Automated text categorization (Sebastiani, 2002) is a successful subfield of information management and has to date been the subject of more than six hundred research publications during more than forty-five years of work (Sebastiani & Gabrilovich, 2007). Although it is intrinsically a research field (many scientists and engineers attempt to build good text classifiers using different methods) as part of text mining, this discipline can also be helpful for obtaining knowledge such as document summarization, concept or entity extraction, sentiment analysis, or document clustering from documents. Even in the field of information retrieval (van Rijsbergen, 1979) it is interesting for documents to be previously categorized into a list of classes so that they may be retrieved more accurately using associated keywords as meta-information.
Text documents and natural language both share the common problems of lexical ambiguity or polysemy (i.e. words or expressions having more than one meaning and which is a special case of homonymy) and synonymy (different terms or expressions for the same concept). Additionally, the most common representation used for a text document is the bag of words approach (a model similar to “first-order word approximation” used by Shannon in 1948) and this reduces a document to a list of unrelated terms usually resulting in loss of contextual meaning and structure of certain expressions present in the text.
One tool which has been intrinsically designed to avoid ambiguities of any class is a thesaurus. This is a set of terms with orthogonal meanings and a set of the hierarchical relationships between them. A thesaurus can be very useful in different areas of text mining (Berry, 2003) by removing ambiguity and identifying a document’s context. In this chapter, we present some thesaurus basics, a formal characterization, and several examples of real world thesauri. We will then focus on the problem of automatic indexing on a domain of categories defined on a thesaurus.
Key Terms in this Chapter
Document Indexing: Is the act of describing a document by index terms to indicate, with that metadata, what the document is about or to summarize its content. The index terms are often selected from some form of controlled vocabulary, e.g. a thesaurus.
Text Categorization: Is the task of assigning an electronic document to one or more categories, based on its contents. If only one category is assigned, we refer to that as single-label categorization. If several categories can be assigned to the document, we are dealing with multi-label categorization.
Vector Space Model: Is an algebraic model for representing documents (not only text) as vectors of identifiers, such as, for example, index terms. It is used in information filtering, information retrieval, indexing and relevancy rankings. Its first use was in the SMART Information Retrieval System.
Descriptor: A word or a list of words that represents a concept without ambiguity. It can be used to retrieve documents in an information system, for instance a catalog or a search engine.
Thesaurus: A thesaurus is a list of every important descriptors in a given domain of knowledge; and, for each descriptor, the set of descriptor related with it.

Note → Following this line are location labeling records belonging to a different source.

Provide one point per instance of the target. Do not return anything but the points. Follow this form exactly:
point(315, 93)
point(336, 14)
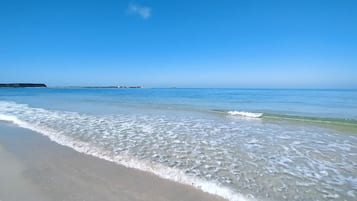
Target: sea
point(240, 144)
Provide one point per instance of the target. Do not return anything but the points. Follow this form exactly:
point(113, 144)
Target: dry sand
point(33, 168)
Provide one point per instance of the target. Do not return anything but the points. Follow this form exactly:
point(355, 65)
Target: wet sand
point(33, 168)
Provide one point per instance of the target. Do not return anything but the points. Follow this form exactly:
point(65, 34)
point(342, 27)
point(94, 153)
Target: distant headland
point(21, 85)
point(131, 87)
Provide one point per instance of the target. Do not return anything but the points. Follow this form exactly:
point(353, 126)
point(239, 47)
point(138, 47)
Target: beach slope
point(35, 169)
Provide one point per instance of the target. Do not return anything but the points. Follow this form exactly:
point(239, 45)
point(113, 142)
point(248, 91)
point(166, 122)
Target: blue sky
point(183, 43)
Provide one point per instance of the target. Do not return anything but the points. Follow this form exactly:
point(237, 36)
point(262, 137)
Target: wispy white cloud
point(142, 11)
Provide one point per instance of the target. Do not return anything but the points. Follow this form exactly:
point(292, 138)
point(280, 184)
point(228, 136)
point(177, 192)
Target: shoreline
point(40, 169)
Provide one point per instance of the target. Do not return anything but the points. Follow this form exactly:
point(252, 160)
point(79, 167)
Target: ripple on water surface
point(267, 161)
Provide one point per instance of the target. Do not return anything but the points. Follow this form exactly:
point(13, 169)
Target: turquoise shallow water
point(238, 143)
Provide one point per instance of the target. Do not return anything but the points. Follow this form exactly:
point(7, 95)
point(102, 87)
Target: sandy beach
point(33, 168)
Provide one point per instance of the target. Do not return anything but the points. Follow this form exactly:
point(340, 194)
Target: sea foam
point(245, 114)
point(162, 171)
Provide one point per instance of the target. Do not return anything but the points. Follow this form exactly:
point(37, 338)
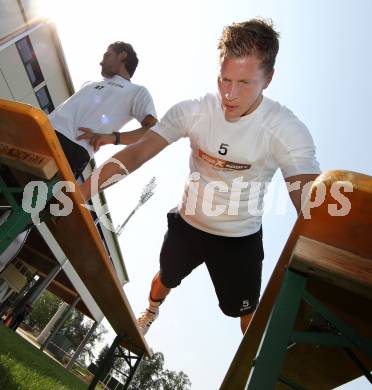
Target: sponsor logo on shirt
point(219, 163)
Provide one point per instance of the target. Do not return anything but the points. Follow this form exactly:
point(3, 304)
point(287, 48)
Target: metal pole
point(82, 345)
point(59, 325)
point(49, 326)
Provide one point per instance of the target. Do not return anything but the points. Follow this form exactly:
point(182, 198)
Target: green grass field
point(23, 367)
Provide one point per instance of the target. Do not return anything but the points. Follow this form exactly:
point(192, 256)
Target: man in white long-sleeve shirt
point(238, 139)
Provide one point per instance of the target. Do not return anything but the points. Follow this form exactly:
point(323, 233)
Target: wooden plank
point(34, 163)
point(336, 266)
point(351, 232)
point(28, 128)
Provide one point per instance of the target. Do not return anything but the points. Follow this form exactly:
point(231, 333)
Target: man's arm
point(123, 163)
point(126, 138)
point(295, 185)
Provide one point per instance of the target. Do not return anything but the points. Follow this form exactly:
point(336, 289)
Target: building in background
point(33, 70)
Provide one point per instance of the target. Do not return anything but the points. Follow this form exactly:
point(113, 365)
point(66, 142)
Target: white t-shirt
point(230, 162)
point(104, 107)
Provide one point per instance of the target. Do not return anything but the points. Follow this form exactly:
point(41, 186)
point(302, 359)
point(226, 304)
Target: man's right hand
point(95, 139)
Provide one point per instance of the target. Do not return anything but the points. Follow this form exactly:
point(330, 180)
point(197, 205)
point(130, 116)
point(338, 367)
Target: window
point(29, 60)
point(45, 100)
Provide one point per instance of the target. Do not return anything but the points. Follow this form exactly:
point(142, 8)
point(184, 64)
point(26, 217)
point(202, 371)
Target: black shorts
point(76, 155)
point(234, 263)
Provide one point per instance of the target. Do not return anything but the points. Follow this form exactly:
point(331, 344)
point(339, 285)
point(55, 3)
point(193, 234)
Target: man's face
point(111, 63)
point(240, 83)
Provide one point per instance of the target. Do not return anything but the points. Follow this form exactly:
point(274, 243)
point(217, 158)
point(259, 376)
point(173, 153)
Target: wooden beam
point(27, 161)
point(333, 265)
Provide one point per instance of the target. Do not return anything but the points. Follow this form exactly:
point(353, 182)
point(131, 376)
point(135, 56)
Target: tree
point(76, 327)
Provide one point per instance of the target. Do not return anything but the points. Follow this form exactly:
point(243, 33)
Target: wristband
point(117, 137)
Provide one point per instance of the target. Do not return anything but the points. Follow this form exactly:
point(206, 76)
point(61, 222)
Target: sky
point(322, 74)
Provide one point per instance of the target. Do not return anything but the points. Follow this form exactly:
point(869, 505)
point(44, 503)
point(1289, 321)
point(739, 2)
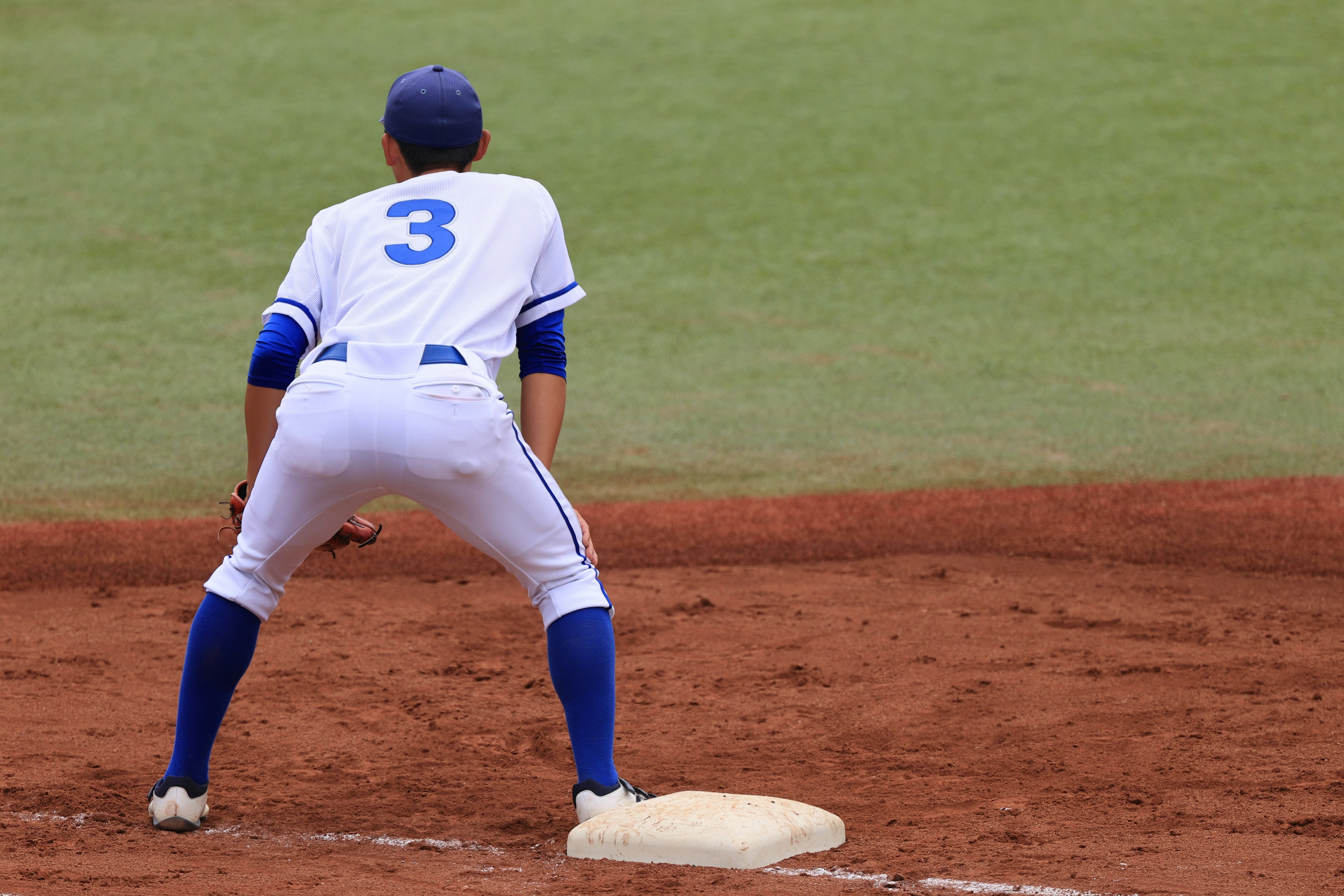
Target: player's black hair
point(421, 159)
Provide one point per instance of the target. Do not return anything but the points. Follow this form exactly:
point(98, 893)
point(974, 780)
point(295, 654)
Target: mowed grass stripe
point(862, 246)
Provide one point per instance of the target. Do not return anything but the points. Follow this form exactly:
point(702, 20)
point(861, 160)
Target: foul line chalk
point(402, 843)
point(283, 839)
point(939, 883)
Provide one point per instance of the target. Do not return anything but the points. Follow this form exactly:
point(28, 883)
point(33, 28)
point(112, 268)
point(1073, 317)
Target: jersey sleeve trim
point(539, 308)
point(306, 320)
point(534, 303)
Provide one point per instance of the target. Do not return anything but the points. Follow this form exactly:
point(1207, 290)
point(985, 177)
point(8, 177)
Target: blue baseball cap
point(433, 107)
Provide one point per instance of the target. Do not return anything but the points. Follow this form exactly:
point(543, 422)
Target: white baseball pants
point(440, 434)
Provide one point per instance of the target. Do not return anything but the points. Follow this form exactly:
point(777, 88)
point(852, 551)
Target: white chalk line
point(883, 882)
point(886, 882)
point(237, 831)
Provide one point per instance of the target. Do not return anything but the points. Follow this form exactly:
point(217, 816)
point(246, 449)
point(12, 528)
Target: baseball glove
point(355, 530)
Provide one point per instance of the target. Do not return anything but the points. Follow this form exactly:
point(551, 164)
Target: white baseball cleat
point(592, 798)
point(178, 804)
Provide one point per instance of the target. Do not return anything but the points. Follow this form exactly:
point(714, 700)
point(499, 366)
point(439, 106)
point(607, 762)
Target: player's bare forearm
point(542, 414)
point(260, 409)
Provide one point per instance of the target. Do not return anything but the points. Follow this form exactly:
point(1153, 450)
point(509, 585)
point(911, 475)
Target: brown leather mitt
point(237, 502)
point(357, 530)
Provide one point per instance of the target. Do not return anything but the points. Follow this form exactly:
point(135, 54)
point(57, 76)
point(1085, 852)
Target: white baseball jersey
point(445, 258)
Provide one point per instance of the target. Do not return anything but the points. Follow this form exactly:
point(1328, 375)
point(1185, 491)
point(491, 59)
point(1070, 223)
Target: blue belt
point(433, 354)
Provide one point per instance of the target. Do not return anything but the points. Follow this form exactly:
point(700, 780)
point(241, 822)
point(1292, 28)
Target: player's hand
point(588, 539)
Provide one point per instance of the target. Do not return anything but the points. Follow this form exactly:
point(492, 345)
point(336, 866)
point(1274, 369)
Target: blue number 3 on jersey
point(440, 238)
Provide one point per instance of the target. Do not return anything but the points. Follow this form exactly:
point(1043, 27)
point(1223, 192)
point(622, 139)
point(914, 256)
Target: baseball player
point(401, 304)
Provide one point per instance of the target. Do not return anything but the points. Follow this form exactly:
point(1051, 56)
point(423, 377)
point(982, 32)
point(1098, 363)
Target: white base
point(714, 831)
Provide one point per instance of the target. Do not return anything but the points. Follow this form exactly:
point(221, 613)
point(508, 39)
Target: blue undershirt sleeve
point(541, 346)
point(280, 346)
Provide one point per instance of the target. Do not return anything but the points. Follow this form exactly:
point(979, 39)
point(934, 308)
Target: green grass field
point(827, 246)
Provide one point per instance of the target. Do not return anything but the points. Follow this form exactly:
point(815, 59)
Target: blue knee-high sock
point(581, 649)
point(219, 648)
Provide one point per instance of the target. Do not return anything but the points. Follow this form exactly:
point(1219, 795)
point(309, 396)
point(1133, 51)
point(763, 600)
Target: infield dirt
point(1119, 690)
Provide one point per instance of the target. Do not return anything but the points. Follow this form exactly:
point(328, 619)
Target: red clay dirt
point(1109, 690)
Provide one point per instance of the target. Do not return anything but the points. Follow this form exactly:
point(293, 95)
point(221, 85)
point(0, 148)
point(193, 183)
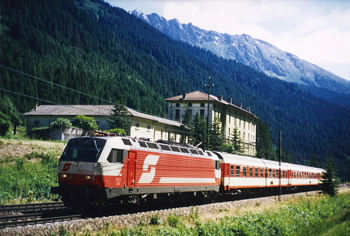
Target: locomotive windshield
point(83, 149)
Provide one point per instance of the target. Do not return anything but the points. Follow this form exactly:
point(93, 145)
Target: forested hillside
point(86, 52)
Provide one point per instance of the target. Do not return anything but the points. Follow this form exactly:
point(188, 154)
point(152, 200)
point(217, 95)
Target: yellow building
point(231, 116)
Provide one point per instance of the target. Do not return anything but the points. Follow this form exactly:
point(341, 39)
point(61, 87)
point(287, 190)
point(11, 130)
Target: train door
point(131, 168)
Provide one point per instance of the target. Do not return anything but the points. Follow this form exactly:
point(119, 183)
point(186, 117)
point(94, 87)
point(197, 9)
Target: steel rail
point(32, 207)
point(31, 219)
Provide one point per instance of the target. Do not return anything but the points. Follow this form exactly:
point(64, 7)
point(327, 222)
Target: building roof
point(91, 110)
point(200, 96)
point(194, 96)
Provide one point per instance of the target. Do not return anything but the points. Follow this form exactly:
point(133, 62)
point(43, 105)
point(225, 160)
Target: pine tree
point(236, 140)
point(216, 135)
point(120, 117)
point(199, 130)
point(328, 178)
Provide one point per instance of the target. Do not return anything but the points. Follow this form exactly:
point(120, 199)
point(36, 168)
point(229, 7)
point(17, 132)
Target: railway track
point(36, 207)
point(39, 213)
point(31, 214)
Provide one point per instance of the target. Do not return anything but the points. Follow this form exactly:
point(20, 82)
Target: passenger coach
point(102, 170)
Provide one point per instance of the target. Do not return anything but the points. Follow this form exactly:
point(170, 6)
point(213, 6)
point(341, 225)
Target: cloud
point(314, 31)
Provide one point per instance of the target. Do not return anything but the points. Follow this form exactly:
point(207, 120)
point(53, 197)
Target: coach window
point(244, 171)
point(238, 171)
point(115, 156)
point(177, 114)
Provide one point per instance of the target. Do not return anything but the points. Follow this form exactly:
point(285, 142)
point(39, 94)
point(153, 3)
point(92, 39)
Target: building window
point(177, 114)
point(115, 156)
point(238, 169)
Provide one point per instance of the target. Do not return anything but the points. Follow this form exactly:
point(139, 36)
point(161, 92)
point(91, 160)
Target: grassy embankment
point(27, 170)
point(312, 215)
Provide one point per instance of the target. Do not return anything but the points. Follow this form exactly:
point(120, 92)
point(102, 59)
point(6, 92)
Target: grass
point(27, 169)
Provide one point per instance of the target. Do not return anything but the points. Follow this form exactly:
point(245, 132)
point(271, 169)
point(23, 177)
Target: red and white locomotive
point(121, 170)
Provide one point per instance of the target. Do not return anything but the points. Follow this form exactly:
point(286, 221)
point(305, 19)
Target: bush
point(27, 179)
point(61, 123)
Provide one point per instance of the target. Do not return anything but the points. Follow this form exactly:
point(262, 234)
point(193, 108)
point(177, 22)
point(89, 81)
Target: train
point(102, 171)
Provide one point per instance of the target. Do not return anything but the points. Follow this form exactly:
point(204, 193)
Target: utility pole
point(209, 85)
point(279, 158)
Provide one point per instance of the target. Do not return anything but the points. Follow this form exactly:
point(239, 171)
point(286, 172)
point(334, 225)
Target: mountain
point(252, 52)
point(88, 52)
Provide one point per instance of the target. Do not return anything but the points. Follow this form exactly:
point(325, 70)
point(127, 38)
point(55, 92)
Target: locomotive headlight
point(89, 177)
point(63, 176)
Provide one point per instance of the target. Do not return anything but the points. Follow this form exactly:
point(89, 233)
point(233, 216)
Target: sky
point(317, 31)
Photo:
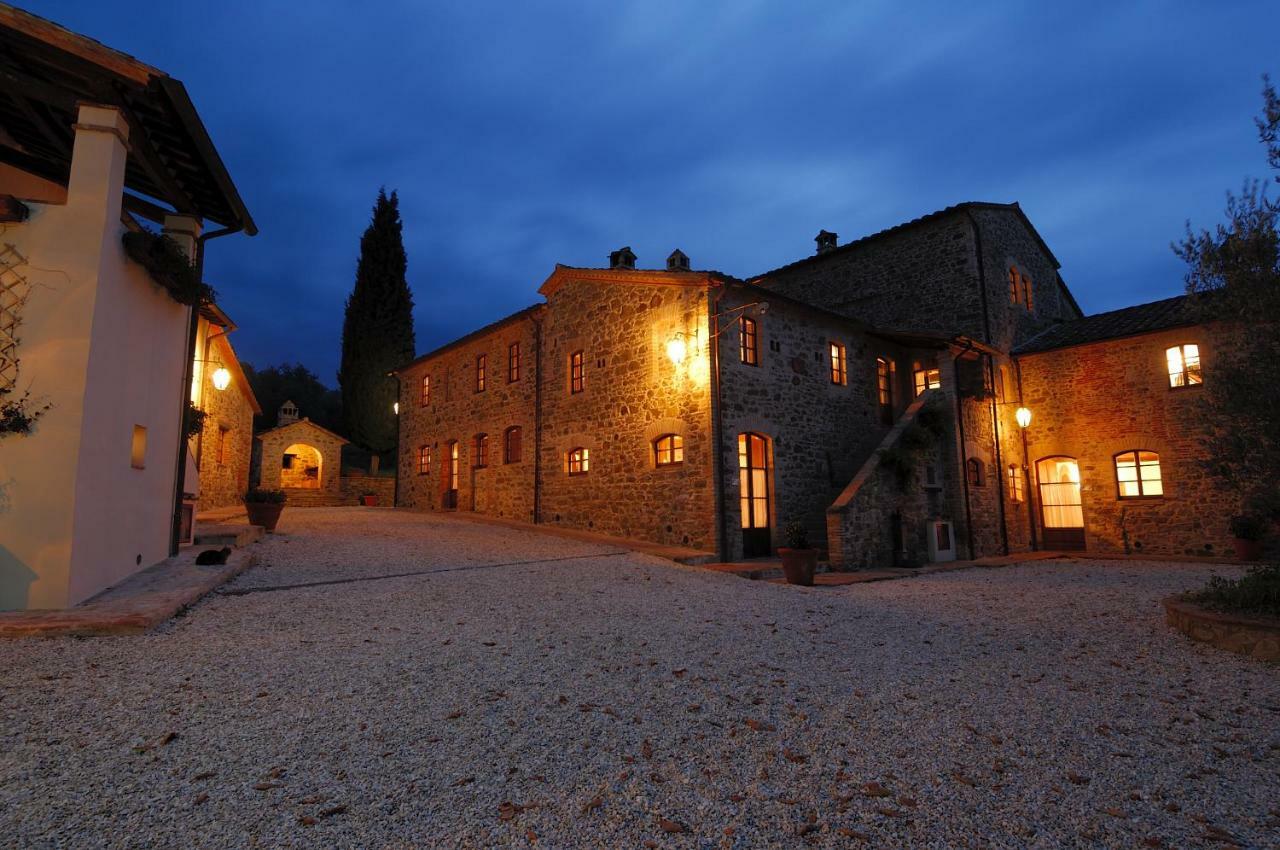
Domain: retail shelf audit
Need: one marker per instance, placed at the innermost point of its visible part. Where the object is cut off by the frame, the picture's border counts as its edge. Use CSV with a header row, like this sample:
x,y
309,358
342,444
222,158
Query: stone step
x,y
227,534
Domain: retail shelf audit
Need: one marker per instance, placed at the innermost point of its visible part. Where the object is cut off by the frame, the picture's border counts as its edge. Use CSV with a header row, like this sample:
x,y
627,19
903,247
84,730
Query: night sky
x,y
525,133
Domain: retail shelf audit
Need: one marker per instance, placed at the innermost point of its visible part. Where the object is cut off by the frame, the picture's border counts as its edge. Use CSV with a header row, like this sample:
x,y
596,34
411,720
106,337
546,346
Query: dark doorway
x,y
753,470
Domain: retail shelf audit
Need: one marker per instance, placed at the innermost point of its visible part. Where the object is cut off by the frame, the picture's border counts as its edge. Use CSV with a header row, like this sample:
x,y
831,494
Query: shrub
x,y
259,496
796,537
1248,528
1257,592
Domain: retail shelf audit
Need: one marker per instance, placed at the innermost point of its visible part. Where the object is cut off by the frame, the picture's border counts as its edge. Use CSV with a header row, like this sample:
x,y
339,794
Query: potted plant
x,y
264,507
799,560
1248,531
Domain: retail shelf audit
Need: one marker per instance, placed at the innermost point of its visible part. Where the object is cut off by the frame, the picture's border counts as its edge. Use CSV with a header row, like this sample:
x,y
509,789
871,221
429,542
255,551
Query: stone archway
x,y
301,467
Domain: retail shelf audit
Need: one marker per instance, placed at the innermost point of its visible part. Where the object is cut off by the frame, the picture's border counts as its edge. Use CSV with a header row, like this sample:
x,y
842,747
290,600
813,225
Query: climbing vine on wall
x,y
169,266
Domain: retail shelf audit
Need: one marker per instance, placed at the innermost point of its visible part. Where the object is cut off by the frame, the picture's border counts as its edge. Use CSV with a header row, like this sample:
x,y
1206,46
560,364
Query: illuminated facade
x,y
703,410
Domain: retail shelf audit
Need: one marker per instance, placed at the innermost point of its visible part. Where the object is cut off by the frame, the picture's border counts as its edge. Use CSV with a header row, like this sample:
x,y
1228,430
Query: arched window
x,y
668,449
511,447
1138,475
1015,483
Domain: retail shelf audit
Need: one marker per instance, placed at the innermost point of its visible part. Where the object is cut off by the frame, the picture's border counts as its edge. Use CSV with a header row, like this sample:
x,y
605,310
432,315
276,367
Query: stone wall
x,y
632,393
456,412
227,441
1093,401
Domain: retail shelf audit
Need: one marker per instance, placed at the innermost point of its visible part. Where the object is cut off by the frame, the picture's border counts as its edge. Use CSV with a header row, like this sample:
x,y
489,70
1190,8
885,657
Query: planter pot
x,y
799,565
264,513
1248,549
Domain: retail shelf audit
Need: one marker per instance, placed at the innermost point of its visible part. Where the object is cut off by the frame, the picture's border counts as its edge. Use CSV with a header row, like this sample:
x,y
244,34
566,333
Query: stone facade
x,y
225,444
311,448
617,359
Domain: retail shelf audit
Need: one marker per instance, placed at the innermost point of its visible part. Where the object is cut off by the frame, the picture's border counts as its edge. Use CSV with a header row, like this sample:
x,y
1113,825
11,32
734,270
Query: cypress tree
x,y
378,330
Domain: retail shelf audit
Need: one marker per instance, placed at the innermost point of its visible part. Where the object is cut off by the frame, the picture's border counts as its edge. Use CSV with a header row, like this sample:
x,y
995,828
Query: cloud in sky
x,y
525,135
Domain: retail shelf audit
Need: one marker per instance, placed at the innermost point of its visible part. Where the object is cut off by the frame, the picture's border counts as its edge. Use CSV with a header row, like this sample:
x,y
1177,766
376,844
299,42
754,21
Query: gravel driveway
x,y
575,695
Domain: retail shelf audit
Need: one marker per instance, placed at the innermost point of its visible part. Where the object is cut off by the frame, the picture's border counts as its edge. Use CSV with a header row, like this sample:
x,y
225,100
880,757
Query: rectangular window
x,y
1138,475
839,365
138,451
513,362
1184,365
575,373
748,342
923,379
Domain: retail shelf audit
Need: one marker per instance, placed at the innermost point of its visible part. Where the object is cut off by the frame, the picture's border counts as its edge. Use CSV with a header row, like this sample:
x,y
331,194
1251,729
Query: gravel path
x,y
612,699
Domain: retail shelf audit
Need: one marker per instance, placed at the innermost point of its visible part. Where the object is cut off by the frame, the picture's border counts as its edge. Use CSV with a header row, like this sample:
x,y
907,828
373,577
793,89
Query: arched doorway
x,y
301,467
753,484
1061,512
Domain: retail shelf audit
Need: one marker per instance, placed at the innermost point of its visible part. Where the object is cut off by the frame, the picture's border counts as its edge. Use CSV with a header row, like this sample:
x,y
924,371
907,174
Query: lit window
x,y
575,373
926,379
668,449
748,342
839,365
1015,483
1138,475
1184,365
511,448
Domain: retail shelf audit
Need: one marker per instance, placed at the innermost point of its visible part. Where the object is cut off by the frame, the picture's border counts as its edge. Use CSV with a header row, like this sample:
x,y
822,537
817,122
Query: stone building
x,y
865,394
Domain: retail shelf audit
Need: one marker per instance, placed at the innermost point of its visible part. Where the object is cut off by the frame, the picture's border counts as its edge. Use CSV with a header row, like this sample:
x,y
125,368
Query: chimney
x,y
622,259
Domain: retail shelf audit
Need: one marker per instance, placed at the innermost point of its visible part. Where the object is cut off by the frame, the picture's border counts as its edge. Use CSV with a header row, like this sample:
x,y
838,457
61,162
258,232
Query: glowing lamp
x,y
676,350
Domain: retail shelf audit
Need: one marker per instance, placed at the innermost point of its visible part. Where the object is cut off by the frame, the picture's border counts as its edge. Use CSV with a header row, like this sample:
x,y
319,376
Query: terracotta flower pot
x,y
1248,549
799,565
264,513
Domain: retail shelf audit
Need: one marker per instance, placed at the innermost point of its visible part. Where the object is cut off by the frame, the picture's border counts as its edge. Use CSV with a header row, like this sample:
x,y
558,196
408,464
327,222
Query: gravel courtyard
x,y
536,691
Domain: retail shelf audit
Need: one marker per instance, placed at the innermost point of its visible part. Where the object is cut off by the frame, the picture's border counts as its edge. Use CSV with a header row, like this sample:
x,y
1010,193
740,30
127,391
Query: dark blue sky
x,y
521,135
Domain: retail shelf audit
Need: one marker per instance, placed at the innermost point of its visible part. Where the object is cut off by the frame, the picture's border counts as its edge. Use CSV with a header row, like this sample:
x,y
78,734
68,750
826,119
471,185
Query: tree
x,y
1233,274
293,382
378,330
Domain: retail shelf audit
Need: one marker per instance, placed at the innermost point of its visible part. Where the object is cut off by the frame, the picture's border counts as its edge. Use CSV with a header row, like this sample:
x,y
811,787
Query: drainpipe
x,y
964,455
717,425
1000,461
179,480
538,420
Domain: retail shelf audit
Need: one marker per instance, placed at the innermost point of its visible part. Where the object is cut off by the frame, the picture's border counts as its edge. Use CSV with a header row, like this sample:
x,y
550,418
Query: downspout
x,y
1000,461
538,420
188,373
717,426
964,455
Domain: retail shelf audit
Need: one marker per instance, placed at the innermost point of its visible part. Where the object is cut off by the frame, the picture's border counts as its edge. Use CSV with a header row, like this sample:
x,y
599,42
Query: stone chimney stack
x,y
288,414
622,259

Unsupervised Classification: Is a machine learning technique where a model is fit to observations. In this case there is no a priori known output (as in supervised classification). In unsupervised classification, a data set of input objects is partitioned into different groups or clusters, so that the objects in each group share some common trait, e.g. proximity according to some defined distance measure.
Supervised Classification: Is a machine learning technique for creating a function from training data. The training data consist of pairs of input objects (typically vectors), and desired outputs (categories). The task of the supervised learner is to predict the value of the function for any valid input object after having seen a number of training examples (i.e. pairs of input and target output). To achieve this, the learner has to generalize from the presented data to unseen situations in a “reasonable” way.